Preston Brown packed up a teenager's future this week. He gathered up the recruiting letters for one of Woodrow Wilson High School's most promising football players and delivered them to the family, along with his condolences.

Preston Brown packed up a teenager's future this week.

He gathered up the recruiting letters for one of Woodrow Wilson High School's most promising football players and delivered them to the family, along with his condolences.

Brown said Ja'Meer Bullard was a "special talent" on the football field.

But that's hardly the only reason why Brown has been so devastated by Bullard's death - so haunted by the eerie familiarity of the violence, so shocked by the harsh reality of another young life lost on Camden's streets.

"I knew him his whole life," Brown said of Bullard, an 18-year-old who was shot and killed around midnight April 24. "I'm an East Camden kid. He was an East Camden kid.

"I'm hurting bad. I knew his family, watched him grow up, knew he had a chance to be something."

Brown, 29, was a Woodrow Wilson football star, graduating in 2003. He played four seasons for Tulane University and returned to his hometown to coach football, always aware that the job would involve a lot more than Xs and Os.

Brown knew that long before he was named Woodrow Wilson's head coach in February after three seasons as an assistant coach at cross-town rival Camden.

He knew it long before his cell phone rang in the middle of the night last weekend.

But that call - and what good news ever arrives at 3 a.m.? - was another shrill reminder.

"Mike McBride (Brown's coach at Woodrow Wilson) would always say, 'I'll never give up on a kid - ever,' " Brown said. "I didn't always understand what he meant by that. Now it resonates with me.

"Something like this, it makes you realize what's happening out here, why you are working with these kids, trying to get them through some difficult situations."

The news itself was bad enough for Brown: A Woodrow Wilson football player had been shot and killed.

But one of the details stunned him even more: The incident took place on Mechanic Street, near Mt. Ephraim Avenue.

That's the same street where Brown's brother Antwuan was shot and killed in July, 2011.

"Same block," Brown said. "I always get goosebumps every time I ride by Mechanic and Mt. Ephraim. Now this happens on the same block. It's a whole other set of emotions."

Brown also coaches track at Woodrow Wilson. He met with athletes at the school all week, trying to serve as a source of strength and support.
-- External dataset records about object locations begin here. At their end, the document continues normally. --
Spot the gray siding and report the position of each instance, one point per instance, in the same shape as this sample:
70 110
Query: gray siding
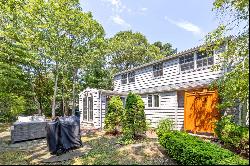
171 75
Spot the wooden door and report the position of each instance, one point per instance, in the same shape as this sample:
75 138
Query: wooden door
200 111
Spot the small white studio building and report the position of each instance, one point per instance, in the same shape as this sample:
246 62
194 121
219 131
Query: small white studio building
166 87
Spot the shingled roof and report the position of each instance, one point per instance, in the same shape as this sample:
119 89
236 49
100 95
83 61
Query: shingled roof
179 54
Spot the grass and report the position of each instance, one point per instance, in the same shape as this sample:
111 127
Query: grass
105 151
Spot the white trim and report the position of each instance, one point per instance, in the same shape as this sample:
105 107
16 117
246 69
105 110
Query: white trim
153 101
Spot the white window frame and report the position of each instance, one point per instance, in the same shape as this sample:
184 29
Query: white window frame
204 60
122 83
187 63
153 100
131 75
160 70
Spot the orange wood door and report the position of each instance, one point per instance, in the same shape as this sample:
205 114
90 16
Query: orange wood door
200 111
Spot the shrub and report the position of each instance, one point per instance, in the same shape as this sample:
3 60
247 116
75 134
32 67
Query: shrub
165 125
113 115
190 150
134 119
11 106
231 134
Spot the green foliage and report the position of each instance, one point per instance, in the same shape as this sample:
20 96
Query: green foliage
128 49
231 134
113 115
134 118
43 45
165 49
233 87
165 125
189 150
97 75
11 106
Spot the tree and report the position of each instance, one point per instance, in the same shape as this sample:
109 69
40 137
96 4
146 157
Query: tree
234 85
98 75
57 39
128 50
165 49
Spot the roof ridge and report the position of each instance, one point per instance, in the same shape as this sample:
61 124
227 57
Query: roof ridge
162 59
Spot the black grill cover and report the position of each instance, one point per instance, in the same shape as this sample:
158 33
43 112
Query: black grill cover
52 129
64 134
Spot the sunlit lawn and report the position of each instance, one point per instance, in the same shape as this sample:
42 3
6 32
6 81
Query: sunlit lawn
104 150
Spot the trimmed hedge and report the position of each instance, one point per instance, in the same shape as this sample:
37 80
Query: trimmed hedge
189 150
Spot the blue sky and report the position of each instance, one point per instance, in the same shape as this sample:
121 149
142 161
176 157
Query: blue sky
183 23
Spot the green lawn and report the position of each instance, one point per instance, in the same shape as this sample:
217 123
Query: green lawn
104 150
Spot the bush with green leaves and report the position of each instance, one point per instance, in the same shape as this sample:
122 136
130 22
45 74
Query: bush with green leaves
11 106
189 150
231 134
165 125
113 115
133 119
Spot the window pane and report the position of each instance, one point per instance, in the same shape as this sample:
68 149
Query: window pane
149 100
84 108
124 79
156 100
211 60
199 63
201 55
131 77
182 60
90 109
158 70
187 62
191 65
205 62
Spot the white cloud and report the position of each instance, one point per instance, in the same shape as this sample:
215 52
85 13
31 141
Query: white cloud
117 6
186 25
143 9
118 20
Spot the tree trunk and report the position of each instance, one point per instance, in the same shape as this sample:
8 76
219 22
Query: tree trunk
38 104
63 102
74 82
55 92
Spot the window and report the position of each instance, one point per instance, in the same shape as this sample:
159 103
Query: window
90 109
158 70
84 101
156 101
150 103
153 101
187 62
131 77
107 102
123 101
221 49
204 60
124 78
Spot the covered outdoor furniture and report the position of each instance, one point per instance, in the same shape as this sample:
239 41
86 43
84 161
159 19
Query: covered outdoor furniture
28 128
63 134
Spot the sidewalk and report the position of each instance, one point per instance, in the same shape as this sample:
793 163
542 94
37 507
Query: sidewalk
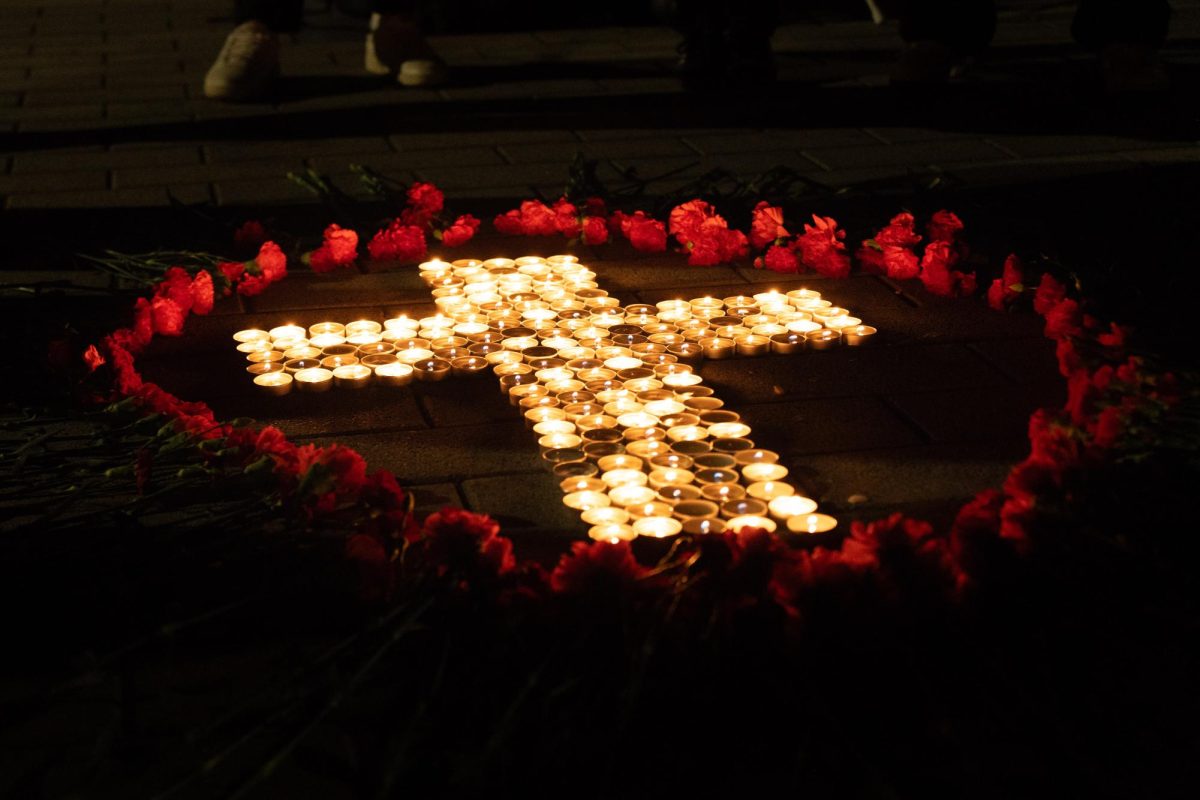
101 108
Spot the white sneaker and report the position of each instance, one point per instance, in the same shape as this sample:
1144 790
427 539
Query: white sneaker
395 46
246 66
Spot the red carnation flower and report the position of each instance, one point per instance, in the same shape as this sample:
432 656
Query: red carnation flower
202 293
1065 320
397 242
1050 292
597 569
945 226
273 263
687 220
93 358
250 234
177 286
465 542
460 232
767 224
646 234
340 248
781 258
167 316
595 230
426 199
567 217
822 250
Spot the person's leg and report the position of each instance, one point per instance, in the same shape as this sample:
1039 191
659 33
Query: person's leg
279 16
395 46
939 35
1126 34
249 62
1099 23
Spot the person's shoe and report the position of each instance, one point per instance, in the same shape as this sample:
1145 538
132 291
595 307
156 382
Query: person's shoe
1132 68
395 46
246 66
924 62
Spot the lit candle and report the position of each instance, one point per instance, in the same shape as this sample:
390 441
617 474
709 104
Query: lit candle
628 495
431 370
559 440
607 515
811 523
353 376
768 491
585 500
274 383
251 335
612 533
670 476
313 380
822 340
762 470
791 505
857 335
395 373
287 332
751 521
729 429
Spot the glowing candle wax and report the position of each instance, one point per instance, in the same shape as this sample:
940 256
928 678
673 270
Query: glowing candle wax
657 527
811 523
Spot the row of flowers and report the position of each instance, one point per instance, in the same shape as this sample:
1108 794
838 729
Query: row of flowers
1110 394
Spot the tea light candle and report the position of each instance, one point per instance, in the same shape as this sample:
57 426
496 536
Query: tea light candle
431 370
287 332
786 506
682 379
768 491
670 476
274 383
353 376
857 335
394 374
729 429
606 515
631 494
559 440
657 527
615 477
619 461
822 340
612 533
761 470
715 347
811 523
252 335
586 500
751 521
316 379
751 344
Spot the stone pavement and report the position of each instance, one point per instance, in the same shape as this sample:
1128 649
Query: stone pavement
919 421
101 108
101 115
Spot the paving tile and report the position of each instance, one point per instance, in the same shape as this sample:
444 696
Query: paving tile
850 371
975 414
913 152
469 451
468 401
525 501
340 289
827 425
889 477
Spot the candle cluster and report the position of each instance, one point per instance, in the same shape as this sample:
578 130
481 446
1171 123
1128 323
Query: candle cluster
642 447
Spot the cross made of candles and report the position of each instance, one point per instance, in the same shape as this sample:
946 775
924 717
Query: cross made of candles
640 444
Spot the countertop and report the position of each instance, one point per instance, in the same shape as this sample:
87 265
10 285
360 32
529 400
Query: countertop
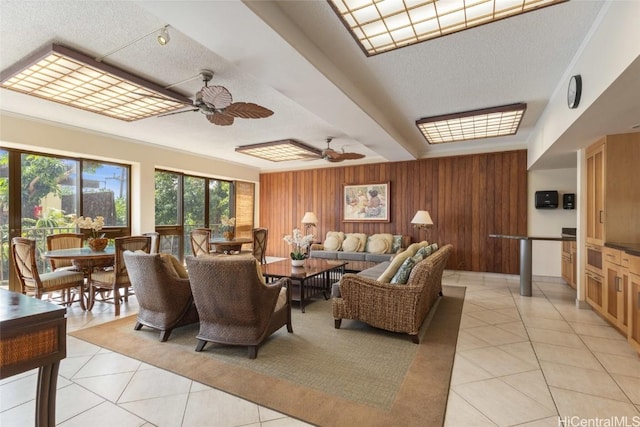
630 248
561 238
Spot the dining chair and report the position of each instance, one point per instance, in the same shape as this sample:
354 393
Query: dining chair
260 236
155 241
34 283
63 241
200 238
117 278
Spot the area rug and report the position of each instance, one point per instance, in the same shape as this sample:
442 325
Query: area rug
319 374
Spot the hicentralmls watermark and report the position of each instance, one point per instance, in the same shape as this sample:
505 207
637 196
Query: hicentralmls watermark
622 421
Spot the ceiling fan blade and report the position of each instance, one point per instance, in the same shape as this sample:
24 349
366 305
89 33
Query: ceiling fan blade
217 97
164 98
179 112
247 110
220 119
351 156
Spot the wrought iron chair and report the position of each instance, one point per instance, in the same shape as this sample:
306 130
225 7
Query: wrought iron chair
117 278
235 306
260 236
155 241
34 283
200 238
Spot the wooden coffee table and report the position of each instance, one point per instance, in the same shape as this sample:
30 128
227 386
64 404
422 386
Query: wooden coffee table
314 278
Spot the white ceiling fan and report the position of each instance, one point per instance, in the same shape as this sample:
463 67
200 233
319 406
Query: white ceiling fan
216 103
334 156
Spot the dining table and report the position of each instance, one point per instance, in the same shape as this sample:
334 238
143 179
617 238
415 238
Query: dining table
222 245
85 259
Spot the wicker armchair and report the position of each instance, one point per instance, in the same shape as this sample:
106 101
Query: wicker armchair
162 288
396 308
114 279
235 306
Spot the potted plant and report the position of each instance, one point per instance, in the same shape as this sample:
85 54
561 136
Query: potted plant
299 244
97 242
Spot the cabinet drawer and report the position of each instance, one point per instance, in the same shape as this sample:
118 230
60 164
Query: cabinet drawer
612 255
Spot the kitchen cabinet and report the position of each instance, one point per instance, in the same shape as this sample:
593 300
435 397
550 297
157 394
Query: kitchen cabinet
613 192
616 276
633 303
569 264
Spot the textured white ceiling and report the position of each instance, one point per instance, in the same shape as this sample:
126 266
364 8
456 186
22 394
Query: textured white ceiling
296 58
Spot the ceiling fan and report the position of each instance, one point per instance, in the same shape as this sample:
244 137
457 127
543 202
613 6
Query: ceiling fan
334 156
217 104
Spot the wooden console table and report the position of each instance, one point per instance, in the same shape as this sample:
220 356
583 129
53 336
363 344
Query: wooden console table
33 335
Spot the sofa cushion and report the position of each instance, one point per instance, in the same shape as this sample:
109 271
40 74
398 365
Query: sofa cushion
396 243
379 243
402 275
354 242
325 254
333 241
398 259
352 256
377 246
377 257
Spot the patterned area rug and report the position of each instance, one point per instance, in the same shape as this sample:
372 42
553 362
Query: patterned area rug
318 374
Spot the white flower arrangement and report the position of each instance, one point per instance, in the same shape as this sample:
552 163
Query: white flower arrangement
95 225
298 243
227 224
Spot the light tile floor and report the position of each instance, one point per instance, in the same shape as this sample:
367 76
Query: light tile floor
534 361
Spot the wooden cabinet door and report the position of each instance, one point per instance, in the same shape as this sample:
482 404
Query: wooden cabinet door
633 304
595 193
595 294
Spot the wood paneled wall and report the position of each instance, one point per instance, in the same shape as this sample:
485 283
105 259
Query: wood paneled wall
468 198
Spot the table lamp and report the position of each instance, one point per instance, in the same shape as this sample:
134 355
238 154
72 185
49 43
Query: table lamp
309 220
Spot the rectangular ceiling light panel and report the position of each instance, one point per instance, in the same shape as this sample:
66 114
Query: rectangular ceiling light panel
68 77
382 25
477 124
280 151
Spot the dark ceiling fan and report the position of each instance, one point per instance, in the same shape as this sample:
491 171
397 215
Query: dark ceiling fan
334 156
217 104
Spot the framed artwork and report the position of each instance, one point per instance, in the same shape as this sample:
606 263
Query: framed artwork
366 202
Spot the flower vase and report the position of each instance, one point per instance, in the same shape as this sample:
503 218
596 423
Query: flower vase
297 262
97 244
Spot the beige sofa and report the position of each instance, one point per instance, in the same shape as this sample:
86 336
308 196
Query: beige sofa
359 246
393 307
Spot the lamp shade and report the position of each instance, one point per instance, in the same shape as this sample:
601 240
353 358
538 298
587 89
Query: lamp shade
422 218
309 218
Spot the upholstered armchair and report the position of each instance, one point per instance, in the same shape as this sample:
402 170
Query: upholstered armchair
161 285
235 305
116 278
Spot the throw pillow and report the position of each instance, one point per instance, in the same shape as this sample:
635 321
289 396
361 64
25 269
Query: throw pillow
374 240
333 241
377 246
351 243
394 265
396 243
403 273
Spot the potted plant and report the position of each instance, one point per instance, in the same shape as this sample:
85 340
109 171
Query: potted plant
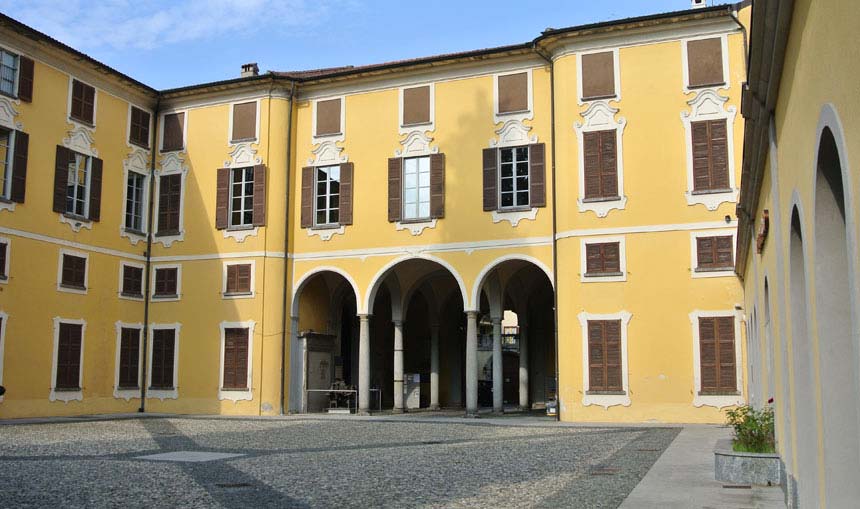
750 457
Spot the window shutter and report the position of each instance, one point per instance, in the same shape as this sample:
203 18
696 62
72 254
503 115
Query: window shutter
491 178
345 205
61 178
537 175
437 185
307 197
395 188
19 167
96 189
25 79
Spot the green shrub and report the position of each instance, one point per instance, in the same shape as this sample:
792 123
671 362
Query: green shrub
753 429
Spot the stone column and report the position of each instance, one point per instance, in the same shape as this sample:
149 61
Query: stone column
472 364
498 388
398 366
434 367
364 364
524 367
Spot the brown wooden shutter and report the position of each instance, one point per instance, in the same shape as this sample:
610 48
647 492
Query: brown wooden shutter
395 189
345 205
19 167
222 198
491 179
537 175
96 189
437 185
61 178
307 196
25 79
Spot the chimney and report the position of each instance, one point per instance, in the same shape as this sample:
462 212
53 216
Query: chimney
250 69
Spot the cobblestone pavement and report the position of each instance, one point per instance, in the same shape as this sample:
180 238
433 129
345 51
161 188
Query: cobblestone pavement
302 462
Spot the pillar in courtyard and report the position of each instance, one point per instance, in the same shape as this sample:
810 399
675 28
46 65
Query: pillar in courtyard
364 364
472 363
434 367
398 366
"There's a lot of confusion, a lot of pain," Brown said. "We're all walking around still a little numb. And everybody is different. If I'm dealing with 60 kids, there's 60 different ways of grieving."

Brown believes things have improved on Camden's streets, thanks to the increased presence of officers from the Camden County police force.

But he's not naive. He knows many of Camden's youngsters still are at risk, that danger never is far from those in disadvantaged circumstances.

"I lost a teammate when I was in high school," Brown said. "There's been so many others that we knew when we were growing up whose lives were taken.

"These kids (today), they all know somebody. That's not something that high school kids should be accustomed to.

"Nobody should be used to calls in the middle of the night."

Brown never coached Bullard in high school. He worked with him on 7-on-7 travel teams and at showcases and camps in the city.

But as Woodrow Wilson's new coach, Brown was receiving mail for Bullard on a regular basis this spring from colleges such as Rutgers and Indiana and Oregon. The 5-foot-10, 225-pound Bullard, a linebacker and fullback, had a scholarship offer from Temple.

Brown went to athletic director Will Hickson's office on Thursday and collected the letters. He thought Bullard's family would want them.

Brown took a photo of the letters and posted it on Instagram with these words: "Pain inside my heart to have to deliver these."

Brown said he believes "gain can come from loss" and that Bullard's death will only strengthen his resolve to make difference in his hometown.

"This reminds me why I'll always stay involved," Brown said. "I'll never give up on these kids."